All of this comes as belated but welcome recognition to Scott Speed, the American F1 racer who drove for Toro Rosso in 2007 and 2008, in relative obscurity in his home country. “It’s cool that it’s finally becoming popular and that more people know about it,” he said. “It’s cool that my wife is starting to see what it’s like. She said, ‘Hey man, what you did over there is really neat.'”
Three Must-See Episodes
Season 1, Episode 1: “All to Play For”
You may as well start at the beginning. Drive to Survive hits the pavement running, with little in the way of introduction. The quick-hit style is immediately evident. Episode 1 previews two eventual DTS favorites: then–Red Bull driver Daniel Ricciardo, seen on his home turf in Australia, and Guenther Steiner, principal of the U.S.-based Haas F1 Team.

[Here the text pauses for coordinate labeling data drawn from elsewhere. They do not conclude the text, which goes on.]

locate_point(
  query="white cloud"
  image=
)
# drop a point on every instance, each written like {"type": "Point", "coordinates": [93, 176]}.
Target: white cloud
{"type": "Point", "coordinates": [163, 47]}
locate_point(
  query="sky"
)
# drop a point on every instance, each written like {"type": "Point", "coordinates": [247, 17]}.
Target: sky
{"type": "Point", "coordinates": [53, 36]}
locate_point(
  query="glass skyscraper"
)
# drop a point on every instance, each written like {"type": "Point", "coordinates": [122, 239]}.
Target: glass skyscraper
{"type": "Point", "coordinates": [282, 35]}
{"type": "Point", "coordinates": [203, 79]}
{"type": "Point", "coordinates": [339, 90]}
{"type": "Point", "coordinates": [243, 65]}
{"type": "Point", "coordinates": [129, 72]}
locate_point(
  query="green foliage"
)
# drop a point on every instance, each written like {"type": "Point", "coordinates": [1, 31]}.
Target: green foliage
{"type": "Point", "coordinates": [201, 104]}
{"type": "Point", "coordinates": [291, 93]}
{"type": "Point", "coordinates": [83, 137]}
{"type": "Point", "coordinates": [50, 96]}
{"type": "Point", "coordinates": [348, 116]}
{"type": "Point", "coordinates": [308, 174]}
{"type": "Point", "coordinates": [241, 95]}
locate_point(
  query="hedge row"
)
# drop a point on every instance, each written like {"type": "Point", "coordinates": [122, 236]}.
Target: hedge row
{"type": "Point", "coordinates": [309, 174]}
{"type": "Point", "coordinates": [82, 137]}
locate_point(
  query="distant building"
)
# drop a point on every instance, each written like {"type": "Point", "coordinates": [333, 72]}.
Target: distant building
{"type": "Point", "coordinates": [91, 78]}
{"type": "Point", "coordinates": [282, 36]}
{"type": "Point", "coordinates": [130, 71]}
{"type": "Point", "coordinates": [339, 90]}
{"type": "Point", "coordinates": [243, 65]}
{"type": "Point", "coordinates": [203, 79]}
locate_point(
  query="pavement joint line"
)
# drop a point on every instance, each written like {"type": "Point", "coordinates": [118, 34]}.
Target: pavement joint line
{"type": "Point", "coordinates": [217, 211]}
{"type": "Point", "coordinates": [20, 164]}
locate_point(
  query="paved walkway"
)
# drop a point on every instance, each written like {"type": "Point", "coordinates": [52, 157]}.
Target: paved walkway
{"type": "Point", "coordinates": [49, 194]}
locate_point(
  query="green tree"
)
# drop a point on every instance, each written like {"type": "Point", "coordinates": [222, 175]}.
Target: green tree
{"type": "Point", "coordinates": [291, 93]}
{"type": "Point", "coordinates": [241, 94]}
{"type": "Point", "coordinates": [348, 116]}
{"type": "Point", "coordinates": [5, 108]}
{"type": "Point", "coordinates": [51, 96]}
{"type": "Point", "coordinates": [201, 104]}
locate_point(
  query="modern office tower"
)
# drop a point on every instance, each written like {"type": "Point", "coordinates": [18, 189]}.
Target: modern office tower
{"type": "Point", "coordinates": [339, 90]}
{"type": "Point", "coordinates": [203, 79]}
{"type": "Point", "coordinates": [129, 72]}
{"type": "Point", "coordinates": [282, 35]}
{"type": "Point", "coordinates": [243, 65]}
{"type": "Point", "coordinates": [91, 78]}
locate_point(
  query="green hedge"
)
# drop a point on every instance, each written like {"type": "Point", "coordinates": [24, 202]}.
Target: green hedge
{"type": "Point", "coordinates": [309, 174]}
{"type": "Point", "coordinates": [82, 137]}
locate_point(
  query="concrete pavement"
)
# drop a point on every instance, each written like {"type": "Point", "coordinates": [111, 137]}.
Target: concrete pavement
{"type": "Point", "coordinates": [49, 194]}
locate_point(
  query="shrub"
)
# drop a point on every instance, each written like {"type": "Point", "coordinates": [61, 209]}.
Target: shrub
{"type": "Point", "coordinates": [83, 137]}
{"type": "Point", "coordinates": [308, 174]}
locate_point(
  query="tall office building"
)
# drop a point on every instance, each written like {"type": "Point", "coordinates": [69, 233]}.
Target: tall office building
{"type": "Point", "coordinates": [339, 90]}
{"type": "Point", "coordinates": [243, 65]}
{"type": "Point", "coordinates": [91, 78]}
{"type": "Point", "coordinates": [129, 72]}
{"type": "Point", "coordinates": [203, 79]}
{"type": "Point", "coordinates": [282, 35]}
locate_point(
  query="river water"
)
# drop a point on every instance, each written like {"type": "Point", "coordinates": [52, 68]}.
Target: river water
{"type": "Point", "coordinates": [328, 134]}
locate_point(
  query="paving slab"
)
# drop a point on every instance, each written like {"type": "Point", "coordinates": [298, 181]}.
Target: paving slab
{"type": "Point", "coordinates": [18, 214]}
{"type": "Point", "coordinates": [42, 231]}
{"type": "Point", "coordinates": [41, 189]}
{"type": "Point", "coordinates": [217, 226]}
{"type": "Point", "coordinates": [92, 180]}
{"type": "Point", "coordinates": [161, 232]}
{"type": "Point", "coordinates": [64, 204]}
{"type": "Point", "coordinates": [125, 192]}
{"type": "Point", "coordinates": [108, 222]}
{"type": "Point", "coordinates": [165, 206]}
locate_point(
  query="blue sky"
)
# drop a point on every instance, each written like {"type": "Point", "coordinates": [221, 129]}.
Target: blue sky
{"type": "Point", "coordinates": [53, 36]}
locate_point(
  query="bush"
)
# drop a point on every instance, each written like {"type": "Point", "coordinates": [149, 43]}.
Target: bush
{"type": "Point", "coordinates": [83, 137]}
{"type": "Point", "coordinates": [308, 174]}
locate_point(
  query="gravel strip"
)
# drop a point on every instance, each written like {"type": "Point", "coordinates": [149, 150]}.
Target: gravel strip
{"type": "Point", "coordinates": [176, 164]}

Season 3, Episode 9: “Man on Fire”
You probably know what this is about: then-Haas F1 driver Romain Grosjean’s crash into a barrier at the Bahrain Grand Prix, where he miraculously walks through fire to get to safety. It’s perhaps the most unforgettable episode in the series. It also deals with Sergio Pérez’s pending journey to Red Bull, which in hindsight looks like a pretty good idea based on his convincing win at Monaco over the 2022 Memorial Day weekend.
Season 4, Episode 10: “Hard Racing”
Mercedes’s Lewis Hamilton and Red Bull’s Max Verstappen are locked in a championship battle, with the winner of the Abu Dhabi race taking all the marbles. Hamilton battles into a leadership position with Verstappen several cars behind on the final restart—Hamilton with old tires, Verstappen with new ones. Lapped cars between them keep Verstappen at bay until the finish. But then the race steward moves the lapped cars out of the way—a hugely controversial decision—and Verstappen, as you likely know, wins. The blow is such that we’re told a sullen Hamilton may or may not return for 2022. He did, of course, but how it came to this point is well told, punctuated with even more f-bombs than usual.